INCOMPATIBLE CHANGES IN BOGOFILTER 0.16
=======================================

With the 0.16.0 release, a number of features have been deprecated.  The
relevant code is bracketed by "#ifdef ENABLE_DEPRECATED_CODE" and
"#endif" statements.  The default build will not include the deprecated
features.  For those who still need these features, configure option
"--enable-deprecated-code" exists to allow them to be turned on.

THIS MAY REQUIRE MAJOR CHANGES TO YOUR CONFIGURATION OR SCRIPTS!

The following list is supposed to be complete.  Let us know if we've
omitted anything. We shall try to provide workarounds and migration
paths whenever possible.


1) Scoring algorithms
---------------------

Bogofilter will support only the Robinson-Fisher algorithm, commonly
called the "Fisher algorithm".  The Graham algorithm and Robinson
geometric-mean algorithm, a.k.a.

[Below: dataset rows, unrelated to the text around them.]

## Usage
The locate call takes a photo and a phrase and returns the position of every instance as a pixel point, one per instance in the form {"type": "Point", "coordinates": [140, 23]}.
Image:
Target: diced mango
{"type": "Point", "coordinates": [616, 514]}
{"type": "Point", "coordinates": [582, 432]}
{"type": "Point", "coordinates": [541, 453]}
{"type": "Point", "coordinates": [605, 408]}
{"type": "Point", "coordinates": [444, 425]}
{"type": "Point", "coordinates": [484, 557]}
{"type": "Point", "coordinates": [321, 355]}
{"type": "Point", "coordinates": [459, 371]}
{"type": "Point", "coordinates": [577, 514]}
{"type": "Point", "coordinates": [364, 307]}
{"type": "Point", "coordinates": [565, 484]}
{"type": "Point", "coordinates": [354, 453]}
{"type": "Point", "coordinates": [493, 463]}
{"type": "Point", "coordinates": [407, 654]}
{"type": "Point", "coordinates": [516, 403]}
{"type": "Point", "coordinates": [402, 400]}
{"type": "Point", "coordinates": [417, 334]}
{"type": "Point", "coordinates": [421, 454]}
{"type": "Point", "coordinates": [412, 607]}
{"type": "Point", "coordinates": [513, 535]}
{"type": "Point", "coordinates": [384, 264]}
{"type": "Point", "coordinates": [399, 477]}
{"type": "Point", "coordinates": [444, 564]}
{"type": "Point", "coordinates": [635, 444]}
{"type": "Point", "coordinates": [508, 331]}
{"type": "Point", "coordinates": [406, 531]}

Robinson algorithm, have been
deprecated.


2) Wordlist support
-------------------

Bogofilter will now support only the combined wordlist, i.e.
wordlist.db, which contains both the ham and spam counts for each token.
The older, separate wordlists (spamlist.db and goodlist.db) are no
longer supported.

The bogoupgrade program can still be used to merge the separate
databases for you.  Type "bogoupgrade -d /you/wordlist/directory/".

Ignore lists, i.e. ignorelist.db, are also being deprecated.  The ignore
list feature has never been thoroughly tested and is not used (as far as
we know).


3) Command line switches
------------------------

Bogofilter will no longer support the switches listed in this section.
If used, bogofilter will print an error message and exit.

  Scoring related switches:

    -g - select Graham algorithm
    -r - select Robinson Geometric-Mean algorithm
    -f - select Robinson-Fisher algorithm

    see section 1 above

    -2 - set binary classification mode
    -3 - set ternary classification mode

    Bogofilter will use binary mode if ham_cutoff is zero and will use
    ternary mode (Yes, No, Unsure) if ham_cutoff in non-zero and less
    than spam_cutoff.

  Wordlist modes:

    -W   - use combined wordlist  for spam and ham tokens
    -WW  - use separate wordlists for spam and ham tokens

    Bogofilter will always operate in combined mode now.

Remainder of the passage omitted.